Je prépare un très gros effort pour cette année. D’un côté je travaille sur la Tétralogie m’efforçant de simplifier, de rendre claire cette forêt de arahelga dont l’enchevêtrement est tel que je me sens sur le point de manquer d’air parfois. Rien qui vous fasse mieux sentir les différences entre les tempéraments français et allemands. Pour nous rappeler le total de nos divergences, il n’y a je crois rien de meilleur. J’espère arriver cependant à rendre sensible l’énorme puissance du poème. Je suis seulement déçu d’apprendre que ni en France ni en Allemagne, les Préludes – le merveilleux prélude de l’Or du Rhin en particulier- n’ont été enregistrés.
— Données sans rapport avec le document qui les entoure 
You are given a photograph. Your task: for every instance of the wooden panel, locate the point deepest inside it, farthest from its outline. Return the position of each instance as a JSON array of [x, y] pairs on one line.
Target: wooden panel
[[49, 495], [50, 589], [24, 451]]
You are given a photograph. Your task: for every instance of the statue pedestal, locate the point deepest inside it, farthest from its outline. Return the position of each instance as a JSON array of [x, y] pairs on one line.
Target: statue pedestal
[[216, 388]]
Heureusement Wagner qui n’avait pas prévu le phono ni le disque mais qui savait la quasi impossibilité de représentation de son œuvre avait prévu qu’on devrait lire le poème. C’est ce que je ferai en utilisant les quelques disques qui sont bons. Je vous expliquerai à Poitiers ma conception de mon adaptation du poème, car il me faudra en certains passages suppléer par la parole à la musique absente. J’ai donc pris de graves libertés avec le texte.

Il est encore une chose dans laquelle je me lance – je puis le dire – l’idée d’une définition de notre « mal » me hante depuis longtemps. Je suis persuadé que la civilisation peut en ce moment même se définir. Peut-être le faut-il , peut-être avons-nous besoin de cette clef. Certes, mon idée de la chose est bien en moi mais je ne suis tout de même pas encore devenu stupide au point de m’imaginer que la seule solution existe dans ma seule cervelle. Je vais essayer de procéder à une vaste enquête.Je voudrais poser la question primordiale selon moi , à un aussi grand nombre d’esprits que possible :

« L’Humain doit il encore être conçu ou n’est-il que le résultat  des successives expériences ? »
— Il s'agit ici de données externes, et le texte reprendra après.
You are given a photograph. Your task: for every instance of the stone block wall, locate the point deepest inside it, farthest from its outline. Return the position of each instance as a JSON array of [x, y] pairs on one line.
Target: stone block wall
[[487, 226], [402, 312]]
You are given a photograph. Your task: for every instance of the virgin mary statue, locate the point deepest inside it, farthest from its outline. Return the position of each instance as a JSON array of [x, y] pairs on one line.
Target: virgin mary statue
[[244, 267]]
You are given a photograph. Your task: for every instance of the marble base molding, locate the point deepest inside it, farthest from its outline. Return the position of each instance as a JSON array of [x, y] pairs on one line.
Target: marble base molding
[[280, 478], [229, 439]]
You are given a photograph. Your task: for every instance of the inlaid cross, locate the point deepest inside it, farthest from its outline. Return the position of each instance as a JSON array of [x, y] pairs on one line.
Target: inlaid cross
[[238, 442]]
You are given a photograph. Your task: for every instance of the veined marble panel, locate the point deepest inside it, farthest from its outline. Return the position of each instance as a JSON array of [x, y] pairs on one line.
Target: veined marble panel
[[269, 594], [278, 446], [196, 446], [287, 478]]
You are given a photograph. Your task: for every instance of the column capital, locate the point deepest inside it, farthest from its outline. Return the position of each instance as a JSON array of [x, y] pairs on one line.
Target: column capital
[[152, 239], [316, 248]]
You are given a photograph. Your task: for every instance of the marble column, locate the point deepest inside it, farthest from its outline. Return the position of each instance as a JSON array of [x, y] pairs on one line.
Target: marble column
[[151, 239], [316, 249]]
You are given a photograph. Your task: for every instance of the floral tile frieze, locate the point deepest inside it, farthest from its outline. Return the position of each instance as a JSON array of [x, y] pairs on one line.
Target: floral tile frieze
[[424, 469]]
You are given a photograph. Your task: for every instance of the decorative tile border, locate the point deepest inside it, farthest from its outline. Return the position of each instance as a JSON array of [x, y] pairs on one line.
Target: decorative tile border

En somme devons nous obéir à l’idée de nous-mêmes et soumettre les faits à sa volonté animatrice ou bien devons-nous au contraire nier tout postulat initial et, scientifiquement, ne nous soumettre qu’à l’expérience ?
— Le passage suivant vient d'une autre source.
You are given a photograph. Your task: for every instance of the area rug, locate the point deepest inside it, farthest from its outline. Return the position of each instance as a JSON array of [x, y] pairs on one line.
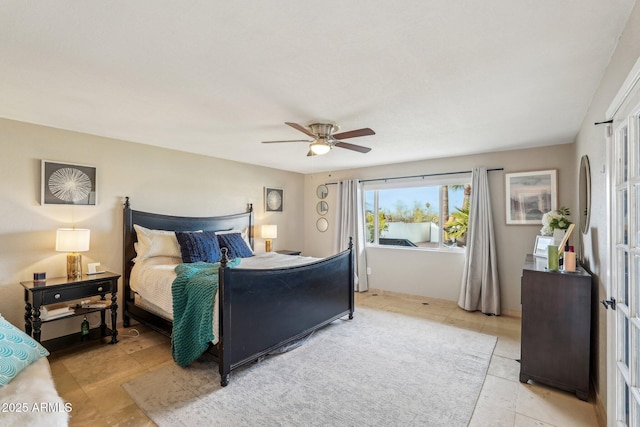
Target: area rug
[[380, 368]]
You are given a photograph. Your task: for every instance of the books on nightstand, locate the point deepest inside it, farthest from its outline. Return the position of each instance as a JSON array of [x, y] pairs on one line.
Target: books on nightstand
[[55, 311]]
Un humanisme est indispensable. Je crois que personne ne peut nier ce fait. Me paraît une évidence, mais cet humanisme doit-il découler de l’esprit scientifique ou le dominer, en assimilant les résultats de l’expérience en conservant, intacte, la notion directrice, l’idée de l’homme, conclusion de toutes les idées religieuses, poétiques et esthétiques passées et présentes.

Et je voudrais cette question la poser à toute une catégorie d’individus : croyants, incroyants, hommes actifs et contemplatifs, français et étrangers ( en Allemagne surtout) à des théoriciens, à des meneurs d’hommes aussi bien qu’au prieur de l’abbaye de Solesmes ; à des intellectuels hitlériens comme à  des personnalités jésuites. J’ajoute que je voudrais travailler sur cette matière vivante et tenter par mon effort personnel une synthèse des idées reçues !Ne me traitez pas de fou mon cher ami, mais simplement voyez en moi un assoiffé de moi-même et d’autrui , un désir intense, dévorant , de saisir mon temps et ma raison d’être. Vous me connaissez assez pour me savoir sincère et je vous parle à cœur ouvert, vous le voyez.

Vous voyez certainement la catégorie d’esprit auxquels je dois m’adresser en Allemagne ; j’oserais vous demander une liste de noms et d’adresses. Ferai-je de cela un livre , un « cahier » périodique , je ne sais encore.

Je vous envoie un bout de papier qui est le commencement de cet effort.

Et savez-vous maintenant que nous sommes décidés à quitter la Provence . Il  serait trop long de vous dire pourquoi ! mais nous rêvons vous pensez bien qu’il n’y a pas de rêves qu’en mes bouquins ! – d’une bonne et vaste maison avec un grand jardin plein de fleurs et de légumes, quelque part, un peu haut (500m d’altitude) vers l’Aveyron, la Lozère, le Lot…. Ce serait tout de même un bond vers la Mérigote et je pense que nous pourrions nous voir mieux !

Encore une fois, merci pour ce que vous avez fait pour mon fils. Dites à votre femme et à vos enfants notre bien affectueux souvenir dont je vous envoie également l’expression et laissez-moi vous serrer chaleureusement les mains.